Ricketts’ decision to cut off access to the site and its archives was seen as a particularly vindictive form of retaliation against the now-fired journalists and editors, who are normally expected to provide examples of their work when applying to jobs. Since then, access to old articles has apparently been restored, though it is not clear if this will be permanent. A company spokesperson on Thursday said that details concerning preservation and archiving of site content would be addressed in the coming weeks.

With the closure of the sites, 115 journalists and staff members are now out of a job. According to the Times, they have been offered a paltry three months of “administrative leave” at full pay, and four weeks of severance pay.

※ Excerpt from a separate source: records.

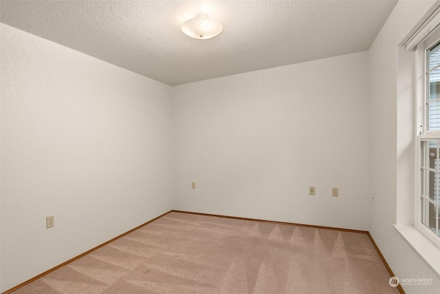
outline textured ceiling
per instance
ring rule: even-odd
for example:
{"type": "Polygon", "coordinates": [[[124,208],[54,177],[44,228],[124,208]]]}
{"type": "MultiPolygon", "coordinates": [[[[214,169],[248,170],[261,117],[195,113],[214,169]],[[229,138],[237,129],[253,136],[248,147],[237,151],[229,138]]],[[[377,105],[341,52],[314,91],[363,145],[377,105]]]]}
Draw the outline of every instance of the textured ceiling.
{"type": "Polygon", "coordinates": [[[174,85],[368,50],[397,1],[0,1],[0,21],[174,85]],[[224,30],[188,37],[206,13],[224,30]]]}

In response to these sweeping attacks on journalists and the information they produced over the course of many years, the WGA East issued a characteristically tepid statement, making clear it would not mobilize its membership in defense of the fired journalists, instead working to dissipate popular outrage into futile legal appeals. “It is no secret that threats were made to these workers during the organizing drive,” the WGA East wrote. “The Guild will be looking at all of our potential areas of recourse and we will aggressively pursue our new members’ rights.”

Ricketts and his children, Todd, Laura, Pete and Tom have been extremely influential in national and state politics, funding Democrats and Republicans alike, spending millions of dollars influencing the 2016 US presidential election. Joe and his wife Marlene had initially opposed Trump during the 2016 Republican primaries and donated almost $6 million to anti-Trump super PACs.

Drawing the candidate’s ire, Trump tweeted “I hear the Rickets [sic] family, who own the Chicago Cubs, are secretly spending $’s against me. They better be careful, they have a lot to hide!” As the race drew closer to the election Ricketts eventually donated $1 million to a pro-Trump super PAC and had spent almost $15 million on the election cycle.

In exchange for their support, Todd Ricketts was nominated by Trump as Deputy Secretary of Commerce. Eventually Todd withdrew his nomination to avoid scrutiny of his network of financial holdings. Todd has donated over $209,000 to largely Republican causes including current Governor Bruce Rauner as well as to Chicago’s Democratic Mayor Rahm Emanuel.

Laura Ricketts was a fundraiser for Hillary Clinton’s campaign and has donated over $440,000 to mainly Democratic candidates including current gubernatorial candidate Daniel Biss, former Cook County State’s Attorney Anita Alvarez and former Governor Pat Quinn, and State Attorney General Lisa Madigan.

Pete Ricketts is the current Republican Governor of Nebraska.

Tom Ricketts was instrumental in the family’s successful bid to purchase the Chicago Cubs baseball team. Again, exemplifying the aristocratic principle, the family threatened to relocate the Cubs to the suburbs if the city stood in the way of their plans to remodel the stadium and redevelop large areas around the stadium.

Joe Ricketts’ decision to close the publications and block access to years of reporting should come as a dire warning to the working class. Democratic rights are being systematically and ever more dramatically chipped away. As social inequality grows to ever greater heights the capitalist aristocracy can no longer accept the right to a free press.

Along with the campaign being waged by Google and other internet companies to censor political opposition to the policies of the US government, which has already found expression in the blacklisting of the WSWS and other left-wing websites and journalists, even mainstream media sites are being reined in and shut down. Absent the independent political intervention of the working class, there is little stopping the billionaires and corporations that own news outlets and social media platforms from resorting to similar tactics.